I've got the core functionality of the design up and running, and everything seems reasonable at this point. The current draw at 16V is 140 mA, so battery life with 21700 cells should be 24h with margin. I am waiting on a trim resistor to get the +10V reference voltage to 10.48576 V to give a 10 uV LSB for the 10V range. The low voltage part is very quiet and has a range of +/- 100 mV (or less, depending on the reference SW position), so I should be able to also get INL tests for the low range of the 3458 and my NVM in the future.

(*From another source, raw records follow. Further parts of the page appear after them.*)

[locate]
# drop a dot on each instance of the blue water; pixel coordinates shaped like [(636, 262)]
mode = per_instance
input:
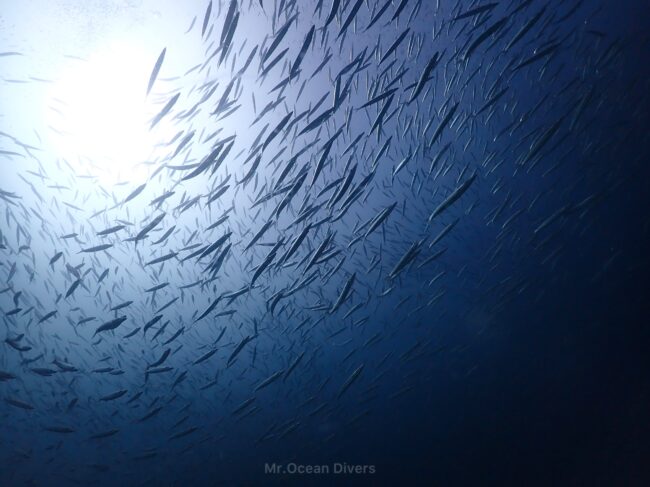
[(452, 286)]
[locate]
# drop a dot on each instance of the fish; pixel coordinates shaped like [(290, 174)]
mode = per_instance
[(156, 69)]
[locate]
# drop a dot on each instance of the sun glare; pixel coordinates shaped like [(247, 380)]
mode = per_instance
[(98, 114)]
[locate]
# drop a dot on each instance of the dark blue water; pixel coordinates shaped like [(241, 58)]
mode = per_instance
[(335, 262)]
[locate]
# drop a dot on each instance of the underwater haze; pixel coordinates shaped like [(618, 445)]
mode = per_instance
[(324, 242)]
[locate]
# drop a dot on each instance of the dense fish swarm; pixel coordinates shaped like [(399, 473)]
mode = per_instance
[(343, 197)]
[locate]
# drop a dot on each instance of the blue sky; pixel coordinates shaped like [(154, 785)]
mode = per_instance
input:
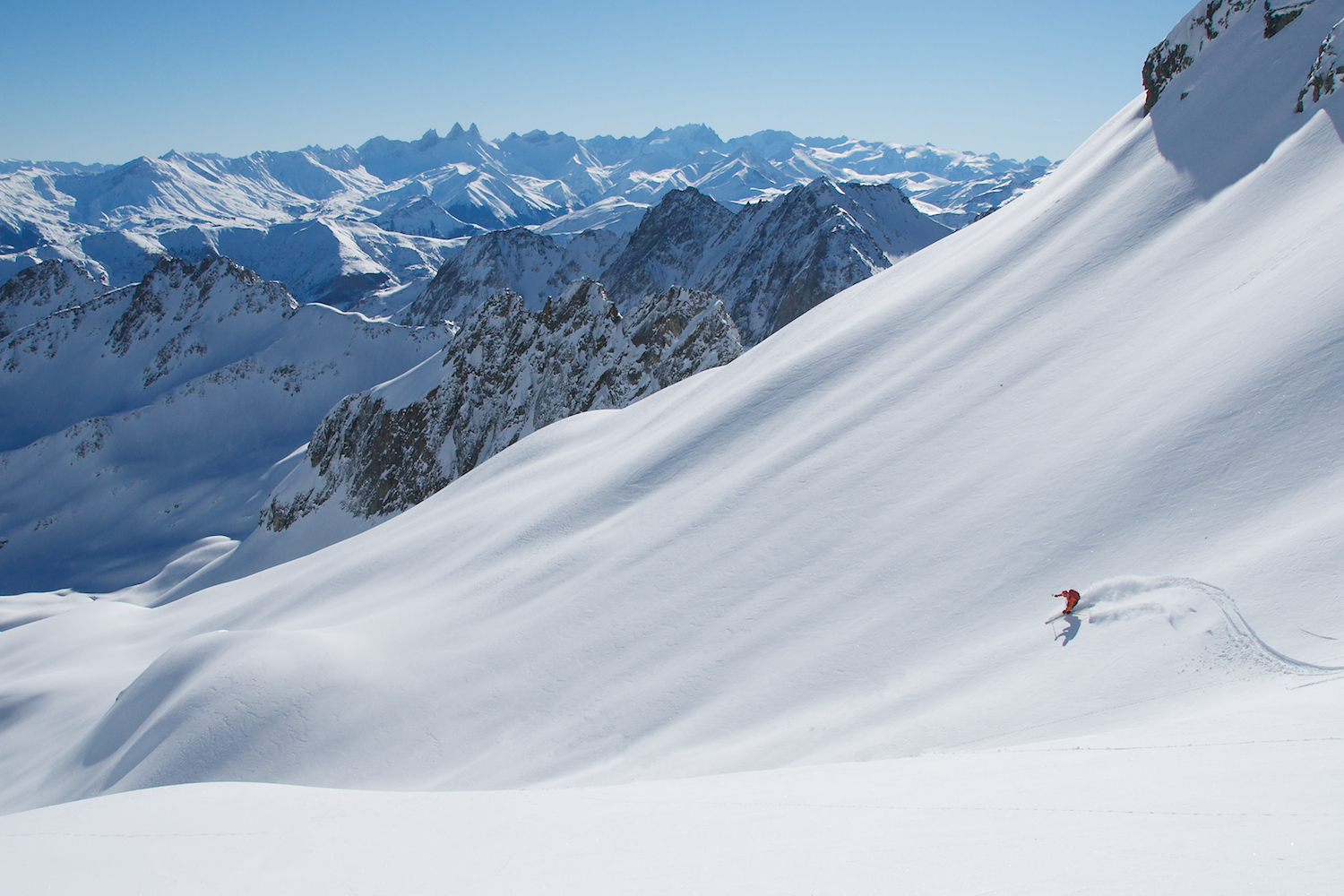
[(112, 81)]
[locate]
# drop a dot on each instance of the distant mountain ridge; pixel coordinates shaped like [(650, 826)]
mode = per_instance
[(367, 228), (769, 263)]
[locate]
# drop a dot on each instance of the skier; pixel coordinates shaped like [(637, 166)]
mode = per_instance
[(1072, 599)]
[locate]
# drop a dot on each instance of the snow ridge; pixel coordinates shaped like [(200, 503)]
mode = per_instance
[(769, 263), (368, 228), (137, 421), (507, 374)]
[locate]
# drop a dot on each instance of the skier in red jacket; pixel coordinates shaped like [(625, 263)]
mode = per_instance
[(1072, 599)]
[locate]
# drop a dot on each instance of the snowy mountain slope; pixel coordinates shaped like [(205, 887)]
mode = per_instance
[(1207, 805), (769, 263), (836, 547), (507, 374), (378, 222), (793, 254), (667, 247), (142, 419)]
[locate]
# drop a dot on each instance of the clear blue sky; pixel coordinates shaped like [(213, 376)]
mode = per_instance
[(112, 80)]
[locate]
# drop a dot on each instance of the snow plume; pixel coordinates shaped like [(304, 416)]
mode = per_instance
[(836, 548)]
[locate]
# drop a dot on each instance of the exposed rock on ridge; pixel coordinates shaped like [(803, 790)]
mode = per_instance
[(137, 421), (508, 373), (1203, 26)]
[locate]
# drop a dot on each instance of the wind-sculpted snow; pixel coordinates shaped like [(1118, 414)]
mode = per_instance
[(368, 228), (840, 546), (1206, 23), (137, 421), (507, 374)]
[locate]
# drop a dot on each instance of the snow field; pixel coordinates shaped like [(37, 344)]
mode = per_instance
[(823, 567), (1217, 802)]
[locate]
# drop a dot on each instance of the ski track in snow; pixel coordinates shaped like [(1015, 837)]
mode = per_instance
[(777, 627)]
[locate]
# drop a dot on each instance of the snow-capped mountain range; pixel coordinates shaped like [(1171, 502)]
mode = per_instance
[(769, 263), (777, 626), (136, 422), (365, 228)]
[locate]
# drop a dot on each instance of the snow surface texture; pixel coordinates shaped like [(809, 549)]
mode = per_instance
[(832, 549), (368, 228), (134, 422), (769, 263)]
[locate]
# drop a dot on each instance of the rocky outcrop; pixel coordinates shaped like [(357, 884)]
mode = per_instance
[(777, 261), (1324, 75), (532, 265), (667, 247), (136, 421), (1206, 24), (769, 263), (508, 373)]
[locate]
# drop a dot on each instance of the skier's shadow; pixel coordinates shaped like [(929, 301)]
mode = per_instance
[(1070, 630)]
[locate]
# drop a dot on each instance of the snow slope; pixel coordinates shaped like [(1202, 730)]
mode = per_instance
[(769, 263), (139, 421), (839, 547), (1201, 805)]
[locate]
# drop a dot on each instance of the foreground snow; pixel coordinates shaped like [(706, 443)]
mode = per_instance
[(1242, 798), (833, 549)]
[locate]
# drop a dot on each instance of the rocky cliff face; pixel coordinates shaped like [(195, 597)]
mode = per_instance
[(532, 265), (667, 247), (779, 261), (769, 263), (508, 373), (366, 228), (1204, 24)]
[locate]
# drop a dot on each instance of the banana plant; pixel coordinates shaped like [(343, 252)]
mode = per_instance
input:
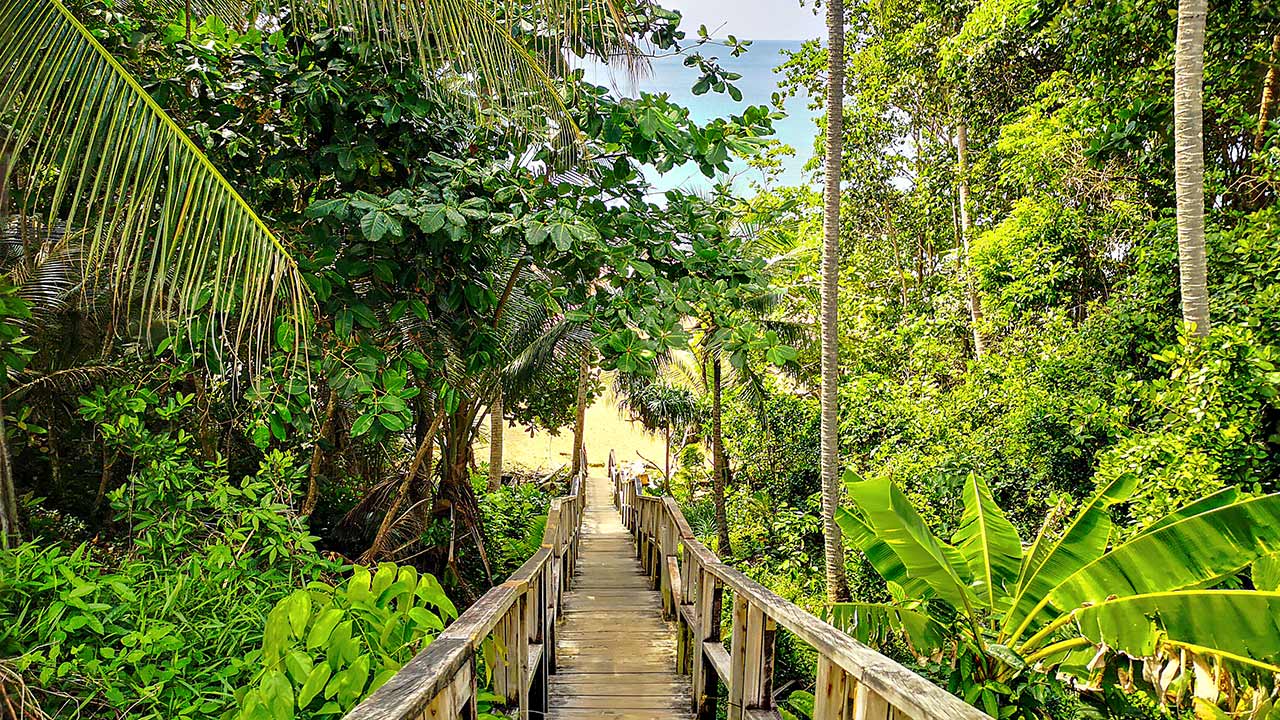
[(1069, 600)]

I've included the results from the only real test I have run so far, including the raw data if anyone wants to play around with it. The DUT is my 3458A. I used 50 DAC codes evenly spaced in a random order. For each code, I measured voltage at each of the eight possible switch settings (DAC,GND; CT,GND; DAC,CT; CT,CT + the reverse). For each setting, I took 20 samples at 100 NPLC, kept the last 16, and recorded the average and standard deviation of those 16. I ran ACAL right before the run, but it's been a while since I did a short calibration, so null is a bit off. The total run time was about 7 hours.

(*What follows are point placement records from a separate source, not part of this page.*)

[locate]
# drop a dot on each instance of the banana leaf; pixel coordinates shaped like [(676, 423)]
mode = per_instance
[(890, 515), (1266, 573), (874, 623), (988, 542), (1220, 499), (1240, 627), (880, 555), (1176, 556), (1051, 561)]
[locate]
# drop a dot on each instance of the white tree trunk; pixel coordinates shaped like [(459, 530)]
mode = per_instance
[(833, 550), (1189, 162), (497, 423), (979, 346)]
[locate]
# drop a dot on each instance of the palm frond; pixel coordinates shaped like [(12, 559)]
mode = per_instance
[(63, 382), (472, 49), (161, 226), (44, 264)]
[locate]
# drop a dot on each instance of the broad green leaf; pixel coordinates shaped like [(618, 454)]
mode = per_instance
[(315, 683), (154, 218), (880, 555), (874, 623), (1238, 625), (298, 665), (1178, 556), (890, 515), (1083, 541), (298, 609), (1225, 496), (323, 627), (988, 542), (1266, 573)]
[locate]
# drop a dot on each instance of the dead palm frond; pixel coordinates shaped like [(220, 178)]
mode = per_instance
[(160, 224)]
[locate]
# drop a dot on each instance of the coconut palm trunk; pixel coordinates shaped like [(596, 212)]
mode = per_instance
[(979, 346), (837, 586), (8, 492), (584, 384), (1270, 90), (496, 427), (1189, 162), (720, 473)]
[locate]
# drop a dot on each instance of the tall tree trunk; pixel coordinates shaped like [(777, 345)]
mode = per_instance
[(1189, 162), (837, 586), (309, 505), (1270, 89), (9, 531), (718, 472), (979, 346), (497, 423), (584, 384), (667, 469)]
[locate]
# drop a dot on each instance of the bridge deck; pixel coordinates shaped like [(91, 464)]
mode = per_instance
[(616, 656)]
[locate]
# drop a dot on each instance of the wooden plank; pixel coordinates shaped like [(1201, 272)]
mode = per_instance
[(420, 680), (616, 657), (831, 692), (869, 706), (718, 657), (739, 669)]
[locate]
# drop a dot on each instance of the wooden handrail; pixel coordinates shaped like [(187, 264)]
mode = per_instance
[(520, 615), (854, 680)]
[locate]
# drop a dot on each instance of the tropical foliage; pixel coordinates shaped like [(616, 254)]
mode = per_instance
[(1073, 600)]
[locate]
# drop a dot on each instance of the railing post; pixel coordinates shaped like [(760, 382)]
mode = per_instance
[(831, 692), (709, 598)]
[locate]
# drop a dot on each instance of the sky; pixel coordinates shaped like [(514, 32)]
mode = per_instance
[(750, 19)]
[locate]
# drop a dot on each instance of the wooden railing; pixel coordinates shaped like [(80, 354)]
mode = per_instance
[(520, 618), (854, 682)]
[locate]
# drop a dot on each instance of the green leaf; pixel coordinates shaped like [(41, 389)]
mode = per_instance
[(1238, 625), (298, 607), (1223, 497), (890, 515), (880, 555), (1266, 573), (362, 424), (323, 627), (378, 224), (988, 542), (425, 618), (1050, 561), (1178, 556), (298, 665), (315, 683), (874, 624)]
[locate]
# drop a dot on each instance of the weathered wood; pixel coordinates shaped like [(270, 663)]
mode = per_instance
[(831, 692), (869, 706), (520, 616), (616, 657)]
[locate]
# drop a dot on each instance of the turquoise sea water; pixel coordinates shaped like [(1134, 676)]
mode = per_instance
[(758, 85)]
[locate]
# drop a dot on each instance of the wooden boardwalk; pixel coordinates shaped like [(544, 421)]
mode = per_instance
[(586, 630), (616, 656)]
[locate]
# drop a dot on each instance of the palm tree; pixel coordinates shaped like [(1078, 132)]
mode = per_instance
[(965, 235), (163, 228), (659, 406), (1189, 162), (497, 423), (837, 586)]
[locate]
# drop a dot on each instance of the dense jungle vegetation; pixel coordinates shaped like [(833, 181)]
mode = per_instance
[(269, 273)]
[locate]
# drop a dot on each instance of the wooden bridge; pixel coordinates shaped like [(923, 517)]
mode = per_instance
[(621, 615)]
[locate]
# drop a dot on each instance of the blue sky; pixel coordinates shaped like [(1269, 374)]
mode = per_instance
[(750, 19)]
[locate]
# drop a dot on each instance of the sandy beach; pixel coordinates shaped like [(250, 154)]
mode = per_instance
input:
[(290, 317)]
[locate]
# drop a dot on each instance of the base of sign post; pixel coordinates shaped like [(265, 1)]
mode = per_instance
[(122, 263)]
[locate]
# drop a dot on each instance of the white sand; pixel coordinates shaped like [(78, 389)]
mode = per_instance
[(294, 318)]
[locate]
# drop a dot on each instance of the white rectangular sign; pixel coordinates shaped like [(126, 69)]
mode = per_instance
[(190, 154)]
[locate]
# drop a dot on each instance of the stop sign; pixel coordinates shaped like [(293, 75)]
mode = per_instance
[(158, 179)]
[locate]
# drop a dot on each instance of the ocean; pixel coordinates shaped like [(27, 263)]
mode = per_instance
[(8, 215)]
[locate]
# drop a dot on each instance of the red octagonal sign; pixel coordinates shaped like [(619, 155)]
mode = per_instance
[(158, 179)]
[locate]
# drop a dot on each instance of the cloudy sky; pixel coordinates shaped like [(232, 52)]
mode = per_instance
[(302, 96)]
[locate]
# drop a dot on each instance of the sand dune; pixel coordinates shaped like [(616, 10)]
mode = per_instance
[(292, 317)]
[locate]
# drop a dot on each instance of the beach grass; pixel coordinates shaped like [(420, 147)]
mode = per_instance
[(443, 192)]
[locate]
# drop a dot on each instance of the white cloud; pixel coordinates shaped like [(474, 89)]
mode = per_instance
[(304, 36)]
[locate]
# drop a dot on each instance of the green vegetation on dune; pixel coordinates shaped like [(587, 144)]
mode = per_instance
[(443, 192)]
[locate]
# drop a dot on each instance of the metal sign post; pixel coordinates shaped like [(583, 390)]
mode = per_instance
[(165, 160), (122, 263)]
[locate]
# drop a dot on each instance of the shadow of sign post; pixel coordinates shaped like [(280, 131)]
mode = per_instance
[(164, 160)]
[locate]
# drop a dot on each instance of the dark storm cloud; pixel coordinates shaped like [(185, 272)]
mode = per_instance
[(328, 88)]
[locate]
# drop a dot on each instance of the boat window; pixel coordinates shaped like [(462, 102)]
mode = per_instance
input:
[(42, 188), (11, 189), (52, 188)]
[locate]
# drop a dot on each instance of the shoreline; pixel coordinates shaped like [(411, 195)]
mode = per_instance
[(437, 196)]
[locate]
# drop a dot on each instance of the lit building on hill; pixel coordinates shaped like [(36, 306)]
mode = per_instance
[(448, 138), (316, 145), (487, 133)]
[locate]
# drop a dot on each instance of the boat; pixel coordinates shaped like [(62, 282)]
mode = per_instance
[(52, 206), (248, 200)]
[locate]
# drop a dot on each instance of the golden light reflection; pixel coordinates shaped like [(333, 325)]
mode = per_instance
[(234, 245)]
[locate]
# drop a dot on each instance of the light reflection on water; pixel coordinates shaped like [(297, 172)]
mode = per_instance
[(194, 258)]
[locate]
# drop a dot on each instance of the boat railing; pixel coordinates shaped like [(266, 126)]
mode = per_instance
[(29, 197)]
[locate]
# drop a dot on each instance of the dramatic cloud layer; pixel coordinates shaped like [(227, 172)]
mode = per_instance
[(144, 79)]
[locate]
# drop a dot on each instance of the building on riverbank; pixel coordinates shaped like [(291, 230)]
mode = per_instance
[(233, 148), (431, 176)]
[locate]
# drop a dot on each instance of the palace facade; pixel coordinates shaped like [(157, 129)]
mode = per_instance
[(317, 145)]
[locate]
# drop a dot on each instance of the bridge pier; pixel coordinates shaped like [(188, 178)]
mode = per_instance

For future tests, I will see if it is actually important to randomize the order of the codes. I suspect it is not because gain drift between codes would be second order effects that would get lost in the noise with any reasonably accurate DUT. I am also going to try random SW position order but maintaining the CT,CT settings as bookends. I do think this will be more consequential.
Standard deviations were reasonably good, averaging about 40 ppb of full scale at the ends and 11 ppb of full scale in the middle. With 16 samples, the total width of the 95% confidence interval is equal to the standard deviation, so getting sufficiently low scatter for moderate order polynomial fits at sub-ppm level should be feasible in 24 hours or less. There reversal errors at the center tap voltages that are in excess of those measured between DAC and GND by several-fold (average is 3-4 uV). I don't know why these should exist other than that they may come from parasitic thermocouples between the leads of the switch. I will try compensating those for future runs by switching the DAC to bipolar references, running codes on either side of zero sequentially, and averaging the error terms for each. I think this will help to avoid confounding non-idealities in the source with DUT nonlinearity.

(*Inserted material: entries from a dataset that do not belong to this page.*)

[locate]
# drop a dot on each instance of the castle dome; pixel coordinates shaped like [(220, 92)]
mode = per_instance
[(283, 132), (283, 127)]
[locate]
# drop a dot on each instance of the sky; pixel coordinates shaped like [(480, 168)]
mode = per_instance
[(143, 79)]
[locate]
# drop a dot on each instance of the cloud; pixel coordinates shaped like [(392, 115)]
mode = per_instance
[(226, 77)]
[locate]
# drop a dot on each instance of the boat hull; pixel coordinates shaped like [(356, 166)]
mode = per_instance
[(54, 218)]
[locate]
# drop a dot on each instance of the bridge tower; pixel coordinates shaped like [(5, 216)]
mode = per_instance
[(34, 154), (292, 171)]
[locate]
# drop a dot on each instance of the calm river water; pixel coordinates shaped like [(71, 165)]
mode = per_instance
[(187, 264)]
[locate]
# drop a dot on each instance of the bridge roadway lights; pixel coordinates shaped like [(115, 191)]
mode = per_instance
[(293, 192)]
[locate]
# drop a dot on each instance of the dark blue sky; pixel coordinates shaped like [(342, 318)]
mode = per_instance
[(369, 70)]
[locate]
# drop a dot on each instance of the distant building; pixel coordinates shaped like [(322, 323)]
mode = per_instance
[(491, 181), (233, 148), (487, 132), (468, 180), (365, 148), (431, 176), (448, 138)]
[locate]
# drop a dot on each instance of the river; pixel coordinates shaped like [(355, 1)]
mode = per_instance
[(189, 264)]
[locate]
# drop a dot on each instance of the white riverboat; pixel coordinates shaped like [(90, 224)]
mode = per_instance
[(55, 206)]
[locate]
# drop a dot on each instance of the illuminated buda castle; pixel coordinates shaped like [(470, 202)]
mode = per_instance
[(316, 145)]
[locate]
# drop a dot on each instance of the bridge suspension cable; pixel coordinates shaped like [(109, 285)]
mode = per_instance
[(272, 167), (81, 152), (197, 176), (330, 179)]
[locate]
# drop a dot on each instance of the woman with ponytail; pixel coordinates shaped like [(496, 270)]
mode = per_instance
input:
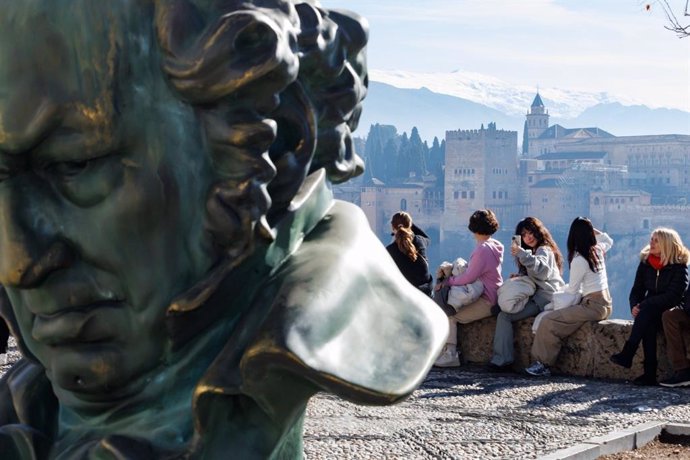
[(408, 250)]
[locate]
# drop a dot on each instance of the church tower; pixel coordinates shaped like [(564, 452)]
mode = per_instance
[(537, 122)]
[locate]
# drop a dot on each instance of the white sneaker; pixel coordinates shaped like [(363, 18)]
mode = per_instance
[(538, 369), (448, 357)]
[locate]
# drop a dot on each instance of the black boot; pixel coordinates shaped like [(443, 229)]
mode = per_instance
[(624, 358), (645, 380)]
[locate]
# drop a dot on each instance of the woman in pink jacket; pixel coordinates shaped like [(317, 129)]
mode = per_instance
[(485, 265)]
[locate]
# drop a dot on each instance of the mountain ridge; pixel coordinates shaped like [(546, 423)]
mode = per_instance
[(434, 113)]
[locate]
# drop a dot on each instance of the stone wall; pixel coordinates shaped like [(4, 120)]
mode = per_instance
[(585, 353)]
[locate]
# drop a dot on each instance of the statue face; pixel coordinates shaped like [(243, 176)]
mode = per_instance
[(103, 179)]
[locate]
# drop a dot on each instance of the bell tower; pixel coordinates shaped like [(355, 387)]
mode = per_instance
[(537, 122)]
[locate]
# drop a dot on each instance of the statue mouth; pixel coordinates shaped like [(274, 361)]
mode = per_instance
[(85, 324)]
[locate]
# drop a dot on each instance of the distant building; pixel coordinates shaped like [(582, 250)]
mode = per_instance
[(480, 172), (627, 185)]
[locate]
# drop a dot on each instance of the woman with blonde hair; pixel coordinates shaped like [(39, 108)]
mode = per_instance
[(660, 282), (408, 250)]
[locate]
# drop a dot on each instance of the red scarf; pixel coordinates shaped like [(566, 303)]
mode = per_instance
[(655, 262)]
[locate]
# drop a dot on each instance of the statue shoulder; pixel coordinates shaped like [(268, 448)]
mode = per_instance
[(347, 318)]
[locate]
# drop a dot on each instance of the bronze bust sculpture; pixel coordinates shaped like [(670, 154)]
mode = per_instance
[(175, 269)]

Anyways, with the sum errors (corrected for offset at CT,CT), there are a couple points that I would probably discard or rerun for a fit, but there is a clear shape to the curve. I subtracted out reversal errors for each voltage in the sum to get "corrected" sum errors. This makes the plot symmetric about the origin, but it's not far off from that uncorrected (less the offset, of course). This correction should cancel out the even-order errors in both source and DUT, which is fine because we can determine the even order terms in the transfer function from the reversal error fit. Just by looking at the corrected sum error plot, it seems the dominant term is fifth order with nonlinearity errors topping out around 50 ppb. It will be interesting to see if this shape remains with the bipolar compensation scheme I mentioned. The magnitude of the reversal errors is smaller, and without doing the analysis, my gut feeling is that the experimental power is probably not sufficient to put any even order error terms in an INL model. Overall, I am optimistic that this source could be used to characterize INL down to at least the 0.1 ppm level if the transfer function is well-described by a polynomial fit without too many terms.
I also modeled the DAC linearity error, but this isn't really a good way of measuring it because of the amount of time spent measuring other things and the greater opportunity for drift. Here I saw maximum deviations from linearity of about 22 uV, so 2.2 ppm. I did a quicker run before this, and it was within the DAC11001B's +/- 1 ppm spec.